The data scientist of the future is going to have to be AI literate. They’ll need to know what AI models can and cannot do so they can fill that gap. With some upskilling, good data scientists will be around for many more years.

As for businesses, it’s important to know the possibilities and limitations of AI in data analytics across various industries. Nowadays, you can easily add AI features to your software thanks to many GPT plugins and scripts.

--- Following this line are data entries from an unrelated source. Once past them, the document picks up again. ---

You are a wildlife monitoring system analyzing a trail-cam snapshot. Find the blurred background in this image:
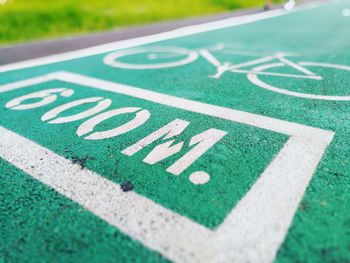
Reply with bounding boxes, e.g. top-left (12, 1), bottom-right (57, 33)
top-left (0, 0), bottom-right (283, 45)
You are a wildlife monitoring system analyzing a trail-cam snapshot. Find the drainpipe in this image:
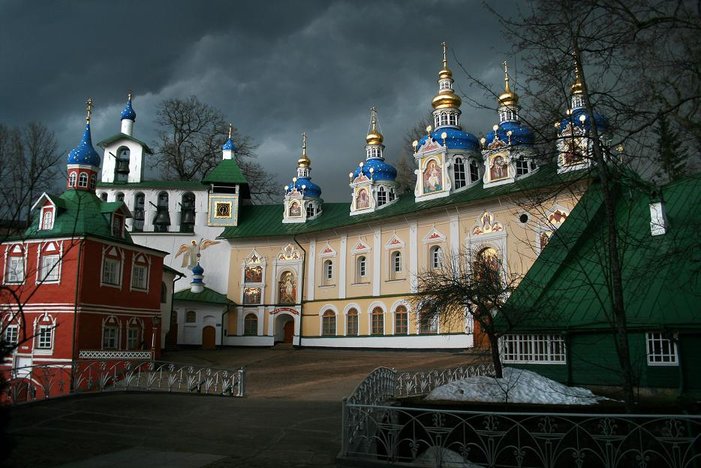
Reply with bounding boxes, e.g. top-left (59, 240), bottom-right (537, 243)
top-left (292, 235), bottom-right (307, 347)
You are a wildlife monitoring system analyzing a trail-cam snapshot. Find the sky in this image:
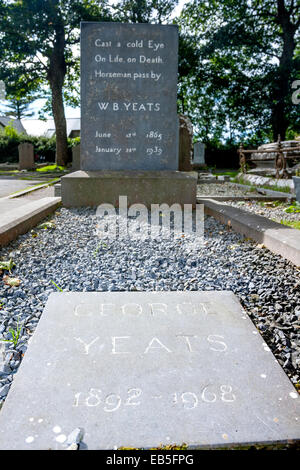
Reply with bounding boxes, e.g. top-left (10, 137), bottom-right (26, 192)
top-left (0, 0), bottom-right (189, 132)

But more importantly, you can add AI data analytics features too. Tools such as Luzmo let your end users create dashboards, and analyze and visualize data in easier ways, all in your own app. 

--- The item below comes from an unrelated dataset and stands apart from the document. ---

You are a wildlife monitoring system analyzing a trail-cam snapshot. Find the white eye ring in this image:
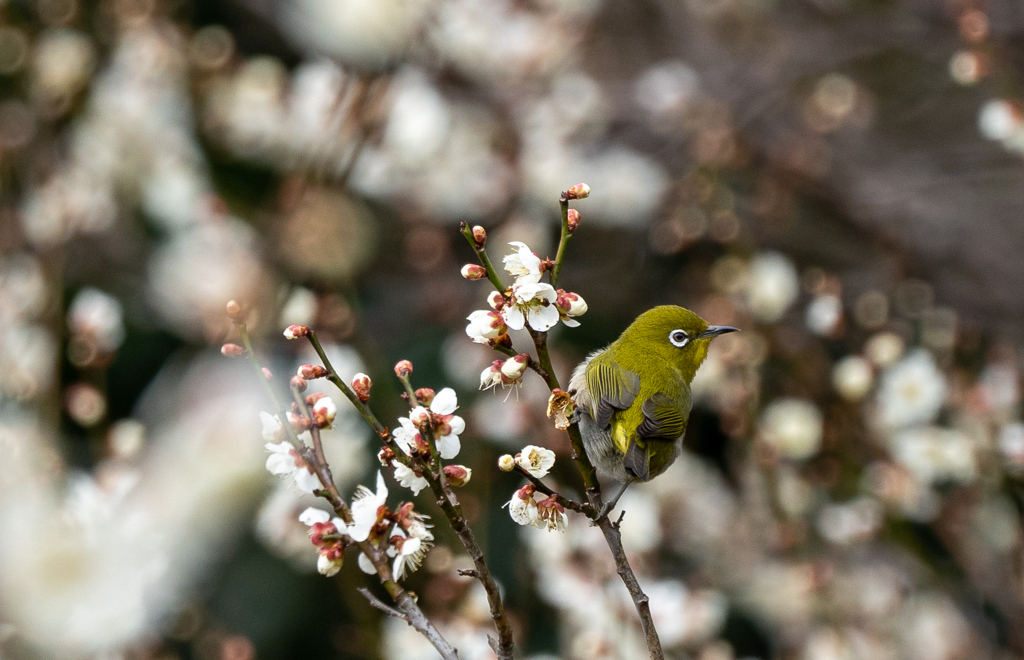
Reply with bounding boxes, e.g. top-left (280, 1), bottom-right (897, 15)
top-left (669, 328), bottom-right (690, 348)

It’s our opinion that AI will make data analytics more available to the average software user. Instead of fearing complex tools such as Tableau or Microsoft Power BI, your app users will be able to add data sets and ask questions about their data. The results may not always be on the same level as having a team of data scientists, but it will be a major breakthrough for most users.

Give Luzmo a try

If you want to empower your end users and give them the possibility to analyze and visualize data with AI, you don’t have to spend six figures per year, learn Python or SQL or anything similar.

All it takes is signing up for Luzmo’s free trial and adding embedded dashboards in your software. You get a sleek, modern user interface while your end-users get the ability to explore, visualize, and learn from their data.

Book a free demo with our team to find out how Luzmo can help you!

Mile Zivkovic

Mile Zivkovic

Senior Content Writer

Mile Zivkovic is a content marketer specializing in SaaS. Since 2016, he’s worked on content strategy, creation and promotion for software vendors in verticals such as BI, project management, time tracking, HR and many others.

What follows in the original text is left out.